CCR Syncer Operations Manual

This manual is intended for users who need to deploy and operate Apache Doris CCR Syncer in production environments. It covers pre-deployment environment checks, starting and stopping Syncer, HTTP API management of replication tasks, version upgrade procedures, and key points for high availability and performance tuning.

Applicable Scenarios

Scenario	Description
First-time Syncer deployment	Start Syncer after completing network, permission, version, and table property checks
Managing CCR tasks	Create, pause, resume, and delete replication tasks through HTTP APIs
Upgrading Syncer and Doris	Roll out upgrades in the order "Syncer first, then downstream, then upstream"
High availability deployment	Use MySQL as the metadata backend to enable automatic failover between Syncer instances
Tuning for large-scale database replication	Adjust FE/BE and MySQL parameters to support replication tasks with large numbers of tablets

Prerequisites

Before deploying Syncer, confirm that all of the following requirements are met. Otherwise, replication tasks may encounter connection failures, data errors, or task interruptions.

Network Requirements

The network between Syncer and the FE and BE nodes of both upstream and downstream clusters must be interconnected.
The downstream BE and upstream BE must communicate directly through the IP used by the Doris BE process (the IP shown in show frontends / show backends).

Permission Requirements

When Syncer performs replication, it requires the user to provide accounts for both upstream and downstream clusters. The account must have the following privileges:

Select_priv: read-only privilege on databases and tables.
Load_priv: write privilege on databases and tables, including Load, Insert, Delete, and so on.
Alter_priv: privilege to modify databases and tables, including renaming databases/tables, adding/dropping/changing columns, and adding/dropping partitions.
Create_priv: privilege to create databases, tables, and views.
Drop_priv: privilege to drop databases, tables, and views.
Admin privilege (to be removed later), used to detect the enable binlog configuration.

Version Requirements

Syncer version >= downstream Doris version >= upstream Doris version. Therefore, the upgrade order is: upgrade Syncer first, then downstream Doris, and finally upstream Doris.
The minimum supported version for Doris 2.0 is 2.0.15, and the minimum supported version for Doris 2.1 is 2.1.6.
Starting from Syncer 2.1.8 and 3.0.4, Syncer no longer supports Doris 2.0.
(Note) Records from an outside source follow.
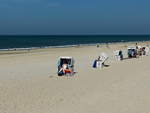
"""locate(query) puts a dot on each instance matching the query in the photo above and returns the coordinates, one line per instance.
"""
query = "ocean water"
(8, 42)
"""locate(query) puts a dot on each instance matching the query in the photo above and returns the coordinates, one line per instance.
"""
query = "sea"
(8, 42)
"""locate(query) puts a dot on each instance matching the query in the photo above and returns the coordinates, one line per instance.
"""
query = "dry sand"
(29, 83)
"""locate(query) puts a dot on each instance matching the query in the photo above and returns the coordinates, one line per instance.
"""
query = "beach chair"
(68, 62)
(101, 61)
(117, 55)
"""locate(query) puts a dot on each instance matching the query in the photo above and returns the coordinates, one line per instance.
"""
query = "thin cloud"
(54, 5)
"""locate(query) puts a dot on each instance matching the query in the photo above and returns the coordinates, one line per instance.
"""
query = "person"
(120, 55)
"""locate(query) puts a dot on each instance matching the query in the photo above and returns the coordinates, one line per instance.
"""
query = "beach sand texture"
(29, 82)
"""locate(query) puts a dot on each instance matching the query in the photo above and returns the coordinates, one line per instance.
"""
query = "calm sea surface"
(7, 42)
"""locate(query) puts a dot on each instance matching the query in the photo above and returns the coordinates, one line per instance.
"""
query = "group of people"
(66, 64)
(137, 51)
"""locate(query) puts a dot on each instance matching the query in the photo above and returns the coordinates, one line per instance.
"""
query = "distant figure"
(97, 45)
(120, 55)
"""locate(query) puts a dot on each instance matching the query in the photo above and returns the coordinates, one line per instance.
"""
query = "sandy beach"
(29, 82)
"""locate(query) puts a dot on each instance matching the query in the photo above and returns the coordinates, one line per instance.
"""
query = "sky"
(52, 17)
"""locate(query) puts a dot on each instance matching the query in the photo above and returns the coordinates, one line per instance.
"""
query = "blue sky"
(74, 17)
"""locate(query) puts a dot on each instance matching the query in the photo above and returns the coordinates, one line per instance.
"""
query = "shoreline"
(42, 49)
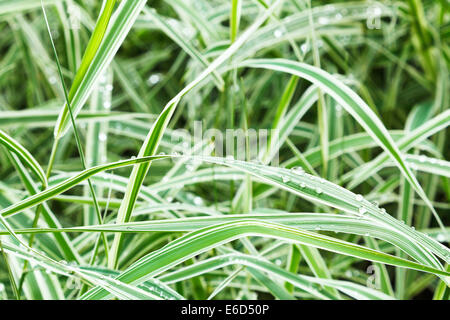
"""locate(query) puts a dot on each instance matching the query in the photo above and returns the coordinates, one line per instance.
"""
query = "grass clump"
(224, 149)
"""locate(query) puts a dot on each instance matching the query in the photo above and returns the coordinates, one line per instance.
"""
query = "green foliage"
(106, 192)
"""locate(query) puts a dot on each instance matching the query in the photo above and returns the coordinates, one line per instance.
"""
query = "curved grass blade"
(354, 105)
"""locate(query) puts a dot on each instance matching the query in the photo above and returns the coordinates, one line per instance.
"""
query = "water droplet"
(323, 20)
(304, 47)
(102, 137)
(107, 105)
(154, 79)
(298, 170)
(278, 33)
(198, 201)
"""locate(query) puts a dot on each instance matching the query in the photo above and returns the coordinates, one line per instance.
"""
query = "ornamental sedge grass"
(224, 149)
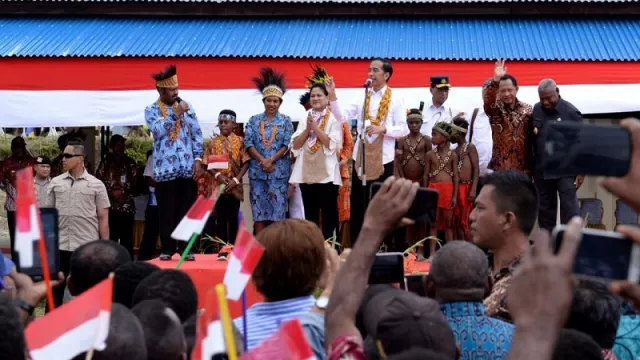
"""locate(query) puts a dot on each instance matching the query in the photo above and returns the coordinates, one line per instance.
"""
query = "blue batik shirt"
(173, 159)
(253, 138)
(478, 336)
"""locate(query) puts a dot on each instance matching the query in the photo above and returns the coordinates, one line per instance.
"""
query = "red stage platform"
(206, 272)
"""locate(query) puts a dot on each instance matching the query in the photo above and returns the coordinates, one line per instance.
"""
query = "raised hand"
(499, 70)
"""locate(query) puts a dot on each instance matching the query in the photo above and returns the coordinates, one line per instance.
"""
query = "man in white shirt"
(438, 109)
(479, 134)
(385, 121)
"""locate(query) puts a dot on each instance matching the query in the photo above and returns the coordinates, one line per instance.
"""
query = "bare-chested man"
(469, 172)
(442, 175)
(411, 153)
(411, 150)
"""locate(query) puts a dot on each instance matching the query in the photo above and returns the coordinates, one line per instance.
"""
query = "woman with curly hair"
(267, 139)
(317, 169)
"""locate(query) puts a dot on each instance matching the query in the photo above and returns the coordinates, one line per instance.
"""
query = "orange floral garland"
(323, 125)
(383, 110)
(265, 141)
(175, 133)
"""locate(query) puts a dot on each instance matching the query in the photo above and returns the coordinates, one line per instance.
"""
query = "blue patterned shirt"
(173, 159)
(253, 138)
(478, 336)
(265, 318)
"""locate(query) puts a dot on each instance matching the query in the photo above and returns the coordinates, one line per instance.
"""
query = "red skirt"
(464, 206)
(445, 189)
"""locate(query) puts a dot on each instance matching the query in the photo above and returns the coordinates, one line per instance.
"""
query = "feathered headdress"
(319, 76)
(167, 78)
(270, 83)
(444, 128)
(414, 114)
(305, 100)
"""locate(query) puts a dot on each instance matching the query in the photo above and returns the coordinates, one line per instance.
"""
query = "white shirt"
(482, 139)
(331, 161)
(396, 121)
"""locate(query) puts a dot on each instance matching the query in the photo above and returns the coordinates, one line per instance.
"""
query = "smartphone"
(388, 268)
(603, 255)
(424, 207)
(416, 284)
(580, 149)
(49, 219)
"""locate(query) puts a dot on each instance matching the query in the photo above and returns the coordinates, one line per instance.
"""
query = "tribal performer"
(442, 175)
(267, 139)
(469, 172)
(177, 155)
(385, 121)
(510, 121)
(228, 204)
(317, 168)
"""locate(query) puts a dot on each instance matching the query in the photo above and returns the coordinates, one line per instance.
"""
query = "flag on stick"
(76, 327)
(209, 332)
(220, 162)
(289, 343)
(29, 229)
(244, 258)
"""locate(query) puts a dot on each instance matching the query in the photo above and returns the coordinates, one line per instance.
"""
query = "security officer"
(553, 108)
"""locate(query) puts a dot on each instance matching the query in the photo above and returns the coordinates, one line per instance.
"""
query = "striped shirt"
(265, 318)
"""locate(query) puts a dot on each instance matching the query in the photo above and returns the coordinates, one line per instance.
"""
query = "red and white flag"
(209, 332)
(220, 162)
(244, 258)
(75, 327)
(196, 218)
(28, 226)
(289, 343)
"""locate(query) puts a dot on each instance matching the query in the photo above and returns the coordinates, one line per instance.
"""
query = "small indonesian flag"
(74, 328)
(196, 218)
(289, 343)
(244, 258)
(209, 333)
(217, 162)
(28, 226)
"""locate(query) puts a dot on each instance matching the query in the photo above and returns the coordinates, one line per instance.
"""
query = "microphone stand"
(363, 139)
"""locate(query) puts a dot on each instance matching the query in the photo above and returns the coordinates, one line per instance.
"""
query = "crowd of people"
(519, 302)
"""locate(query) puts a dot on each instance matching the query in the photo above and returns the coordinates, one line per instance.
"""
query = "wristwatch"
(23, 305)
(322, 302)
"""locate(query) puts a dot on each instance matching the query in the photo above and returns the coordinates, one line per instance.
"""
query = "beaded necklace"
(323, 125)
(383, 110)
(443, 164)
(175, 132)
(268, 142)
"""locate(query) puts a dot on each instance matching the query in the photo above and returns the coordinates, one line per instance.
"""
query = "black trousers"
(65, 267)
(11, 222)
(548, 191)
(150, 235)
(323, 198)
(226, 220)
(360, 199)
(121, 229)
(174, 198)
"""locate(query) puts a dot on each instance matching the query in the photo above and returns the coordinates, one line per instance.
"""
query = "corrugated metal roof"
(338, 1)
(419, 39)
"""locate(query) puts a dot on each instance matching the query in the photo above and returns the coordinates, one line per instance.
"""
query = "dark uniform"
(552, 187)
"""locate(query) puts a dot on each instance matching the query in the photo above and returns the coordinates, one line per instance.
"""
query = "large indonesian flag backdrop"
(115, 91)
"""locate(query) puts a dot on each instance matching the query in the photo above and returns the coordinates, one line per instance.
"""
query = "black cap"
(43, 160)
(400, 320)
(440, 81)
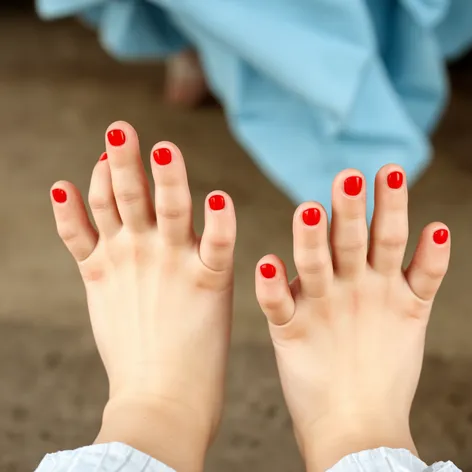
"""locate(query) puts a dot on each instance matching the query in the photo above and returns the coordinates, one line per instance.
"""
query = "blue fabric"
(309, 87)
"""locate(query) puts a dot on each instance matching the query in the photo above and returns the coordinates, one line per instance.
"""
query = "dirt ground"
(58, 92)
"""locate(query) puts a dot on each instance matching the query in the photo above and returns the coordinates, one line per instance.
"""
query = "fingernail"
(353, 185)
(268, 271)
(395, 180)
(216, 202)
(440, 236)
(162, 156)
(59, 195)
(311, 216)
(116, 137)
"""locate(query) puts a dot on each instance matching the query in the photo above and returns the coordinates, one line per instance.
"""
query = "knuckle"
(67, 233)
(391, 241)
(311, 266)
(171, 212)
(98, 203)
(128, 196)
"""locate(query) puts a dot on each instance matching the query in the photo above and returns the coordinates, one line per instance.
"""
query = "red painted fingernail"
(162, 156)
(395, 180)
(116, 137)
(216, 202)
(268, 271)
(353, 185)
(311, 216)
(440, 236)
(59, 195)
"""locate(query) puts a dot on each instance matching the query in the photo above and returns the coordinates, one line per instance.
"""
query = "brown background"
(58, 92)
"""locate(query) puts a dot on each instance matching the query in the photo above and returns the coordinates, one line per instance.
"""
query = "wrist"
(160, 430)
(331, 444)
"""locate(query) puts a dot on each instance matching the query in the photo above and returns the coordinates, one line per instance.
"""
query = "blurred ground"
(58, 92)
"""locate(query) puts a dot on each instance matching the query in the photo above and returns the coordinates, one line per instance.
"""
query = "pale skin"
(348, 332)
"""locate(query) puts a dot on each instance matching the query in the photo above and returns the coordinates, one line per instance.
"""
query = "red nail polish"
(268, 271)
(441, 236)
(395, 180)
(353, 185)
(162, 156)
(59, 195)
(311, 216)
(216, 202)
(116, 137)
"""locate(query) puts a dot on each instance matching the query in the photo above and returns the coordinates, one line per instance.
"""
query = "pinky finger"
(430, 261)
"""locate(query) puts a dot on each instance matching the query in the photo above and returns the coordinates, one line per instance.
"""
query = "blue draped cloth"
(309, 87)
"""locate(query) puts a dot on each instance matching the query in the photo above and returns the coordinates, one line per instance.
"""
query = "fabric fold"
(331, 83)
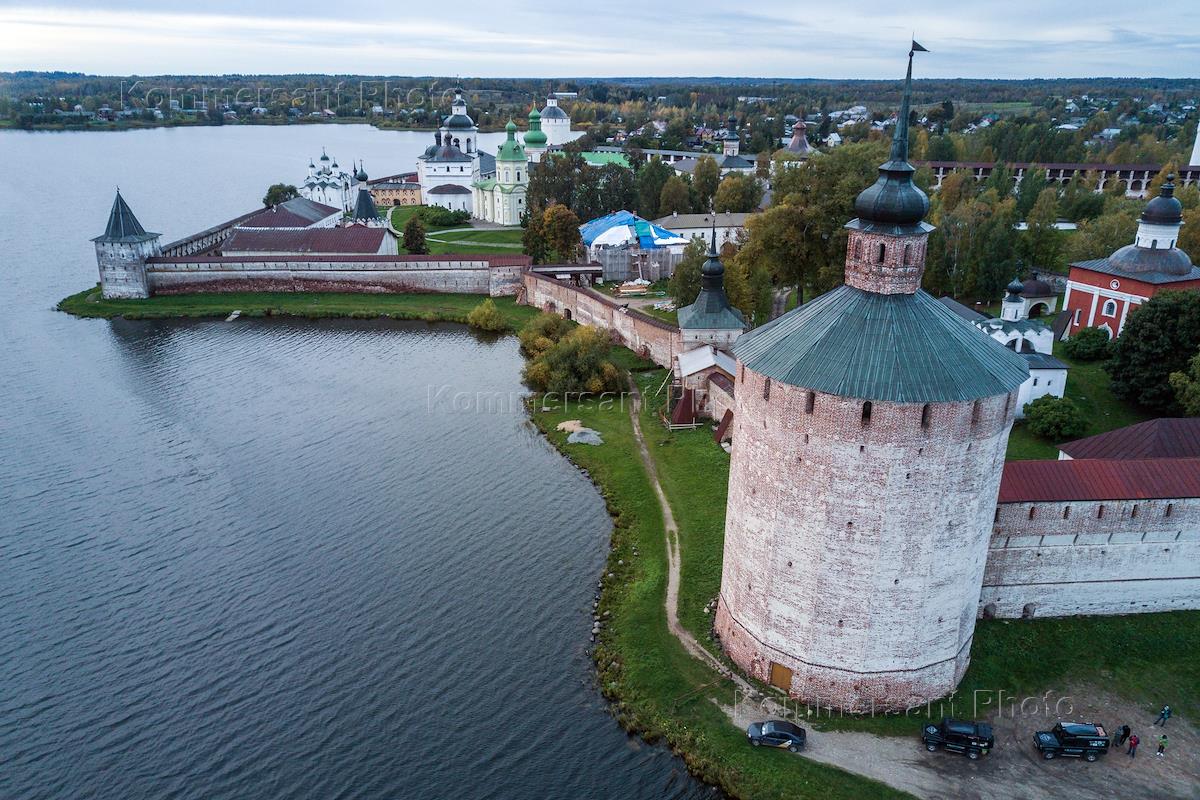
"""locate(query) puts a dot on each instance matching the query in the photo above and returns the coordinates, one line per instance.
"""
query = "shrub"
(541, 332)
(486, 317)
(1089, 344)
(577, 364)
(1055, 419)
(435, 216)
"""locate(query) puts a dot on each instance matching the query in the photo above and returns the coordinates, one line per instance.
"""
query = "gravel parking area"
(1014, 770)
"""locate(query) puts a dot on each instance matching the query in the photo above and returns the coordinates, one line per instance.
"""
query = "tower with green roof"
(869, 437)
(121, 253)
(712, 319)
(535, 138)
(502, 199)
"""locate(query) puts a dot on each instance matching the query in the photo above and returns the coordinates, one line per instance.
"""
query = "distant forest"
(1126, 120)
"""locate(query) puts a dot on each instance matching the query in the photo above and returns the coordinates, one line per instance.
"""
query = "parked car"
(973, 739)
(1085, 740)
(777, 733)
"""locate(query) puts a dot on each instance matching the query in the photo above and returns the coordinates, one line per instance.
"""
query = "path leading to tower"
(1013, 771)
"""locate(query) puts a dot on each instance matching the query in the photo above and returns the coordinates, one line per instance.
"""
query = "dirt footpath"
(1014, 770)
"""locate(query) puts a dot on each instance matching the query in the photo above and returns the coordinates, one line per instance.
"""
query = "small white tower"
(556, 122)
(731, 143)
(121, 253)
(1013, 308)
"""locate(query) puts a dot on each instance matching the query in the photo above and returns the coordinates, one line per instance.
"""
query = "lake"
(267, 558)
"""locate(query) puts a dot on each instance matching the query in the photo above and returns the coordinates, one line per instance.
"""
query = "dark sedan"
(777, 733)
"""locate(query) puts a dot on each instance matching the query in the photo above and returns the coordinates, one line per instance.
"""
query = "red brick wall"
(898, 272)
(651, 337)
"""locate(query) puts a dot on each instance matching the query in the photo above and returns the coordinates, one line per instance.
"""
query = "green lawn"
(433, 307)
(1144, 656)
(657, 689)
(1087, 386)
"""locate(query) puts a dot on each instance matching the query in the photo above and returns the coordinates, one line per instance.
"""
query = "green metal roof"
(601, 158)
(712, 311)
(123, 226)
(895, 348)
(511, 149)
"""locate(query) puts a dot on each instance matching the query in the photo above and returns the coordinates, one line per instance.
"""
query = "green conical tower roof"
(123, 226)
(535, 138)
(511, 149)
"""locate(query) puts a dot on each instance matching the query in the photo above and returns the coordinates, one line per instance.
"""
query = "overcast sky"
(1018, 38)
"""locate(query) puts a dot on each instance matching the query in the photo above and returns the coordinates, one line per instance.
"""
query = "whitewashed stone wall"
(855, 553)
(355, 274)
(1116, 557)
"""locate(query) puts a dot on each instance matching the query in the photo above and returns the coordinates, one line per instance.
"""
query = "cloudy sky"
(970, 38)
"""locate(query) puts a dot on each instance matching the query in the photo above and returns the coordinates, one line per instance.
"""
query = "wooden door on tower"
(780, 677)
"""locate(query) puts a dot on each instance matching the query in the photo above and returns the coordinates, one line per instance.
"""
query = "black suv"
(777, 733)
(1081, 740)
(971, 738)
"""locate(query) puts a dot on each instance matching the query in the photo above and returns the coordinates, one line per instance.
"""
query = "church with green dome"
(501, 198)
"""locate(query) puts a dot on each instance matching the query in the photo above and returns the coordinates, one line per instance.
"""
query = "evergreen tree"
(414, 236)
(1159, 338)
(684, 284)
(651, 179)
(562, 232)
(1030, 190)
(675, 197)
(706, 178)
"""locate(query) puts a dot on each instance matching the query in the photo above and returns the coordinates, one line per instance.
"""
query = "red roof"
(353, 239)
(1165, 438)
(297, 212)
(1101, 479)
(459, 258)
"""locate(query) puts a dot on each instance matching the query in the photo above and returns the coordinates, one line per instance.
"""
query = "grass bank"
(1145, 657)
(430, 307)
(655, 687)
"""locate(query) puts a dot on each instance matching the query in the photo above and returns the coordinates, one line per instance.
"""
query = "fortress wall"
(652, 338)
(354, 274)
(1116, 557)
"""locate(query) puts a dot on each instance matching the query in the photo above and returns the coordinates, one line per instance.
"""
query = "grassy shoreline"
(655, 689)
(430, 307)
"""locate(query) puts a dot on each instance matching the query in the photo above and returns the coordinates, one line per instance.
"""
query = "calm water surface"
(252, 559)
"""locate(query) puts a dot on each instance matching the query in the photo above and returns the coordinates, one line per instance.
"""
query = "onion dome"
(552, 112)
(712, 310)
(510, 149)
(535, 137)
(1164, 209)
(894, 204)
(731, 130)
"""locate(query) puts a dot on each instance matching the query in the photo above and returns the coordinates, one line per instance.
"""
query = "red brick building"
(1103, 292)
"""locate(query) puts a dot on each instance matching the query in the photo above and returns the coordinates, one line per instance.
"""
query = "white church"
(455, 174)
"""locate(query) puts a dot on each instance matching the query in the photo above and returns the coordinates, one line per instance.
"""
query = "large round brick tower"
(869, 439)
Table Property and Cluster Configuration Requirements

Table property requirements

light_schema_change: Syncer requires both upstream and downstream tables to have the light_schema_change property set. Otherwise, data replication will fail. The latest versions of Doris enable this property by default when creating tables. If you are using Doris 1.1 or earlier, or have upgraded from an older version, you must set the light_schema_change property on all existing OLAP tables before enabling Syncer replication.

FE configuration requirements

restore_reset_index_id: If the tables to be replicated contain inverted indexes, this configuration must be set to false on the target cluster.
ignore_backup_tmp_partitions: If the upstream creates tmp partitions, Doris will prohibit backups, causing Syncer replication to be interrupted. You can set ignore_backup_tmp_partitions=true on the FE to work around this issue.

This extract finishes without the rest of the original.